I am strong, and I am resilient, and it is huge what I’ve achieved. But I’m also so tired. I found myself waking up the other morning and wishing so much that there was someone else there to make me a cup of tea that it physically hurt.
The irony is I’m not even wishing for something that I once had; in my last relationship I made the vast majority of the hot drinks.
I’m just really pining for someone to carry the burden, even just for a couple of minutes.
Back in January and in full on survival mode, I could only think as far ahead as completing on the purchase of the flat, getting in and getting started on the work that needed doing to it. Past that I couldn’t visualise what my life would be.
Now I’m at ‘past that’ and we’re under local restrictions in the North West, meaning I can’t plan in visits from friends and family each weekend and I can’t really start to rebuild my life properly. Unfortunately, that’s very much what I need right now.

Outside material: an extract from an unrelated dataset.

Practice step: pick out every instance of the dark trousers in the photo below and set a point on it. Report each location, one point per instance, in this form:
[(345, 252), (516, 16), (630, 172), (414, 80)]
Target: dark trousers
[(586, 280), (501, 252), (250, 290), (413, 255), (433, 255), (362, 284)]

Today I am tired of being strong. I am tired of being brave. I am tired of being hopeful and optimistic about the future. I am tired of still having to ‘give it time’ to heal the wounds of my break up.
With so much uncertainty floating about and with the recent news that an old colleague had died very suddenly, I have started plummeting into a very low and unhappy mood.
Oh, there was also the moths nest I found in one of my house plants. That well and truly tipped me over the edge, because I have a huge phobia of moths.
Feeling scared about experiencing this depression alone, I’ve been trying to fix it and stop it. Now, I’m slowly starting to let go and accept that this is just how I feel at the moment, and it’s okay.
It feels like I’m still in survival mode. I’m trying my best to focus on eating properly, drinking enough water, getting enough sleep, and I’m going to the gym as much as my body will physically allow me to.
I sense that my strength and resilience reserves are starting to dwindle and I keep asking myself what comes next? Who knows, more waiting probably.
One of the things I am grateful for is the decision I made in the past to really gut the flat the second I moved in. Moth invasion aside, this place feels incredibly homely now and I do not think I could cope mentally if it still looked (and smelled) anything like it did the day I first moved in.
The only thing I can control right now is how I respond to all of these external factors, circumstances and events. I’m trying to choose acceptance. I’m sad; that’s okay. I’m scared; that’s okay. I’m hoping I’ll be able to have my family and my friends over to visit again soon; that’s okay. I’m struggling to adjust to living alone more than I expected; that’s okay. I’m impatient for the life I want to create for myself; that’s okay.
Whatever it is, it is okay and it will pass.